David Wells is on a mission. The new chief executive of the Freight Transport Association (FTA) wants to boost the trade body’s profile among smaller van fleet operators in a bid to raise levels of professionalism across the entire industry.
It’s a laudable aim, and one that was given a fillip last year with the introduction of a cut-price £125 membership fee targeting smaller fleets. The figure of £125 was chosen to celebrate FTA’s 125th anniversary in 2014 and offers companies a basic level of membership to which they can bolt on additional services if required.
Included within the fee is access to the member advice centre. It’s a busy support line, taking 500 calls a week; Wells says that just one call could more than cover the cost of membership.
He believes it is vital to appeal not just to these smaller organisations; he also wants to extend awareness of the FTA to a younger generation.
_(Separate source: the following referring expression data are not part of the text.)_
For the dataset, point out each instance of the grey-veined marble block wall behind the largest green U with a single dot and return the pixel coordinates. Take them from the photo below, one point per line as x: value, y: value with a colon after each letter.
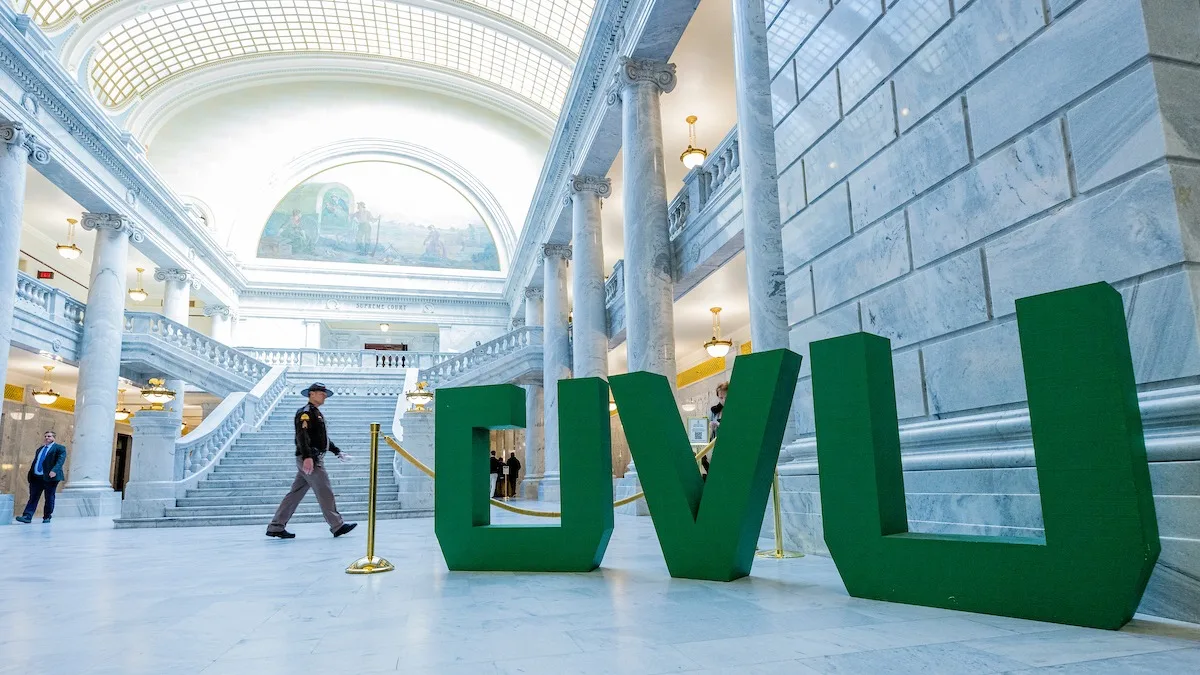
x: 939, y: 160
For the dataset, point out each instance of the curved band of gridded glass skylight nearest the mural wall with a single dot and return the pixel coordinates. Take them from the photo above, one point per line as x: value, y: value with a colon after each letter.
x: 205, y: 33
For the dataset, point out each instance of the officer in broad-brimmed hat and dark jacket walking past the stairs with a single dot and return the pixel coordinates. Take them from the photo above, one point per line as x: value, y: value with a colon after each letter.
x: 313, y: 444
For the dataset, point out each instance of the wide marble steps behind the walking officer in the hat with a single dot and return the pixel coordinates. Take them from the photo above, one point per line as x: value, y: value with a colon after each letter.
x: 254, y: 476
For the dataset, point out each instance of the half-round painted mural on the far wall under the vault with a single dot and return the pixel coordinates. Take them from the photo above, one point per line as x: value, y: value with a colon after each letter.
x: 379, y: 213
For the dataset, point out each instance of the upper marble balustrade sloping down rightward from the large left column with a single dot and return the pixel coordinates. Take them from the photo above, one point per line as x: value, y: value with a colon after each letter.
x: 154, y: 345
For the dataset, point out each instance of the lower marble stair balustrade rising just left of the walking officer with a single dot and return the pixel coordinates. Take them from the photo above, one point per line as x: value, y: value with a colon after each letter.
x: 199, y: 452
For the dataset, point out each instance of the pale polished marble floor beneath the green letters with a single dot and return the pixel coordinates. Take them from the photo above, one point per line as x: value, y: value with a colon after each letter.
x: 80, y: 598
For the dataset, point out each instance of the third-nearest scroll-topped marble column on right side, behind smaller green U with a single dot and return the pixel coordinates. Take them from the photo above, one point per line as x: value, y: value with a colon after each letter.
x: 556, y: 356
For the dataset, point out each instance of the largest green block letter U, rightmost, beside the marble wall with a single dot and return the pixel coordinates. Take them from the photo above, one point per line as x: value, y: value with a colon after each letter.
x: 1101, y: 535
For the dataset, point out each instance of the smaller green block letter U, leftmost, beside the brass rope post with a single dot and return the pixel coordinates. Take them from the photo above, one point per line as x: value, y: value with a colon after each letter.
x: 463, y: 517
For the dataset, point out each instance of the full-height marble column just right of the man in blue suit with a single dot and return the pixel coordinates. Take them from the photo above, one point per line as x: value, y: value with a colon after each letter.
x: 89, y: 491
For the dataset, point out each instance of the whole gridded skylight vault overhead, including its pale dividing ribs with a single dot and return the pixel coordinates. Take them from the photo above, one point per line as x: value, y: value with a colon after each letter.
x: 523, y: 49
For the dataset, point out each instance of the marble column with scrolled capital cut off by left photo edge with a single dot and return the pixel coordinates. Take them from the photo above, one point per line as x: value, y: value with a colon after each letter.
x: 17, y: 150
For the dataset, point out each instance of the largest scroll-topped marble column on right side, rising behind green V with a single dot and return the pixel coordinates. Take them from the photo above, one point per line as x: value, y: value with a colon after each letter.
x: 650, y: 289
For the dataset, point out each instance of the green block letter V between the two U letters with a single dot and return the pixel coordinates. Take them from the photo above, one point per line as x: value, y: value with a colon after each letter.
x: 710, y: 530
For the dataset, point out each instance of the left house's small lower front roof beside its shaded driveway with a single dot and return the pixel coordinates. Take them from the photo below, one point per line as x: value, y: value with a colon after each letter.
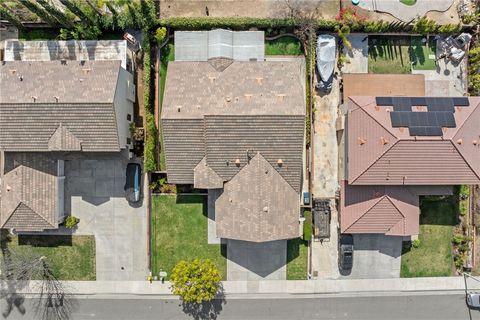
x: 29, y: 192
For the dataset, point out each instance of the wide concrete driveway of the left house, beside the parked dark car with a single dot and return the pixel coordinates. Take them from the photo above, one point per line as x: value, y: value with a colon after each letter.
x: 94, y: 193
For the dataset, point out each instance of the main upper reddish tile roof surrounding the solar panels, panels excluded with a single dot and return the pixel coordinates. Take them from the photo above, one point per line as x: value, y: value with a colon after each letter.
x: 379, y: 154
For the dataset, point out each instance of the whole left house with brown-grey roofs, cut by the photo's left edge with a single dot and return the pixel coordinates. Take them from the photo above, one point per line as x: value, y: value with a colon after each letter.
x: 48, y: 108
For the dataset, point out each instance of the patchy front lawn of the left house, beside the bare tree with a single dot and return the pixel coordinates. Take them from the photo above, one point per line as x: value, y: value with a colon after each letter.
x: 70, y: 257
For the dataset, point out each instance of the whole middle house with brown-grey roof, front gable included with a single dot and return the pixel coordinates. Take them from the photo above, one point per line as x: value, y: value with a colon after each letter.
x: 239, y: 129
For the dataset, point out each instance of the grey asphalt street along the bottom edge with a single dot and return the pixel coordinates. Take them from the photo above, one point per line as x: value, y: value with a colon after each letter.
x: 405, y: 307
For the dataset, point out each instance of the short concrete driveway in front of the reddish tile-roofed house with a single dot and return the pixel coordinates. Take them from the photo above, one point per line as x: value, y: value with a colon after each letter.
x: 376, y: 256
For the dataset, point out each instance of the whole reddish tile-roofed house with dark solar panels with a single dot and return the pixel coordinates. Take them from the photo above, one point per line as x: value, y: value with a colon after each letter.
x: 399, y: 148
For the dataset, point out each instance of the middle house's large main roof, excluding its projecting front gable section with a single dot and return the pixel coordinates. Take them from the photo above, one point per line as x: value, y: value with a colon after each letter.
x: 254, y: 106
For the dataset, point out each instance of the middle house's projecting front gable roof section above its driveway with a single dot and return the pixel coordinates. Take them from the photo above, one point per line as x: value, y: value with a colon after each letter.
x: 257, y: 205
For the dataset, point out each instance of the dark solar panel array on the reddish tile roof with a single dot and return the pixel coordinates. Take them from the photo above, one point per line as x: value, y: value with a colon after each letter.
x: 439, y: 113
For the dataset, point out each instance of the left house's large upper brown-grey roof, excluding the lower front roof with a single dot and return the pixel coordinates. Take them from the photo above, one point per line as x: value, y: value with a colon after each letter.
x: 83, y: 118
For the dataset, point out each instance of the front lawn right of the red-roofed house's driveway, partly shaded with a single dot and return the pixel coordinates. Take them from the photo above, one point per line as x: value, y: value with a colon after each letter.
x: 433, y: 258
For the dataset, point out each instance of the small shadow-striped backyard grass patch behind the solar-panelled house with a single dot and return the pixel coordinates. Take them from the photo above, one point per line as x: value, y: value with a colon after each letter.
x: 389, y: 55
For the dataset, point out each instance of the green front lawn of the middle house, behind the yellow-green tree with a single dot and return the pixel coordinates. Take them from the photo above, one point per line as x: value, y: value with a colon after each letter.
x: 179, y: 232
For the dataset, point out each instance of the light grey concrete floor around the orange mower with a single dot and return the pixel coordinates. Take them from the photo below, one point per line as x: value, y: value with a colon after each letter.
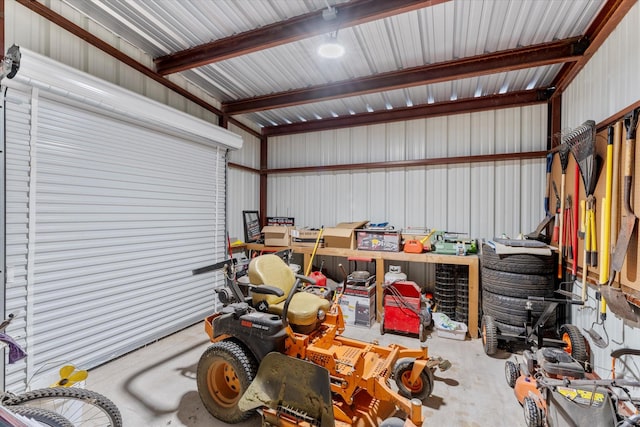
x: 155, y: 386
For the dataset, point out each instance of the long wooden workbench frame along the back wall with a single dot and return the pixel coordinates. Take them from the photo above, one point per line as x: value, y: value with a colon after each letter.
x: 472, y: 261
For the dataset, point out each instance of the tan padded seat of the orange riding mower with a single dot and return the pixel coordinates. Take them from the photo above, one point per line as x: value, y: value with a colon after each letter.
x: 271, y: 270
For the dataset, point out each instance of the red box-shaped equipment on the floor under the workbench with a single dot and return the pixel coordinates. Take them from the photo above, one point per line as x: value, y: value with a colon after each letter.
x: 402, y: 303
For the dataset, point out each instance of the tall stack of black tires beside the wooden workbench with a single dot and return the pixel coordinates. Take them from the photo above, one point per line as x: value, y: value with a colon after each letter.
x: 507, y: 283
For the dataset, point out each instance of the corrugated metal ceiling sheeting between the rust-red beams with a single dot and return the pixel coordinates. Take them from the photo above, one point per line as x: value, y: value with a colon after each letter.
x: 443, y: 32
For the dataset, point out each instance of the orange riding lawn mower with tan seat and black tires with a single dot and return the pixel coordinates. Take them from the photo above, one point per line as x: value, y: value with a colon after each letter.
x: 280, y: 351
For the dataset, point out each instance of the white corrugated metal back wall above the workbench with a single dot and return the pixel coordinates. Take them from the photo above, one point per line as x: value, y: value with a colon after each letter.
x: 482, y: 199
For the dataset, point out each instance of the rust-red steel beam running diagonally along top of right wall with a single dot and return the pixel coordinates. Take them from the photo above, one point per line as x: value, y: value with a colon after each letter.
x: 602, y: 26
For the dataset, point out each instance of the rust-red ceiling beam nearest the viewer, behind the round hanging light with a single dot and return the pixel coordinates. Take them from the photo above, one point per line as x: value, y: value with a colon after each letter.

“Our challenge is to attract a new generation into membership,” he says. “We have to up our game regarding our communications, such as social media. We have to be faster and braver with our comments, and speak out for the industry. We want to be bold.”
Wells was appointed chief executive in May, replacing Theo de Pencier who steered the association for eight years. His career started in engineering before shifting to a medical distribution company, giving him his first taste of logistics.
During his time there, Wells helped set up a national distribution centre and home delivery network, giving him an insight into fleet operations that was to prove invaluable when he joined the FTA in 2009.
Several roles in various industries followed and it was while he was at ventilation equipment supplier Vent-Axia that the call came from the FTA “out of the blue”.
Wells immediate clicked with de Pencier – “we have a similar outlook, especially on management” – and accepted the position of finance director. The role quickly expanded to include IT, health and safety and HR, then latterly operations which incorporates inspection services, the training business and the tachograph division.
He is now officially two months into the top job, although the handover started earlier. The initial signs are positive.
Since the start of the year, the FTA has added 200 members, taking it to around 14,800 (as an association covering all types of freight, around 20% of members do not operate any vehicles, such as organisations in rail, air and shipping). Wells hopes to pass 15,000 by the end of the year.
Growth has come primarily from the smaller companies attracted by the entry-level membership fee.
“Our penetration in big fleet is very high; the opportunity is the 10-100 vehicle fleets, especially vans,” Wells says.
He points to the FTA’s traditional truck members who also run vans. “They are run by people that are very compliant; they have good governance, health and safety, O-Licence obligations and CSR. That was where we started with vans.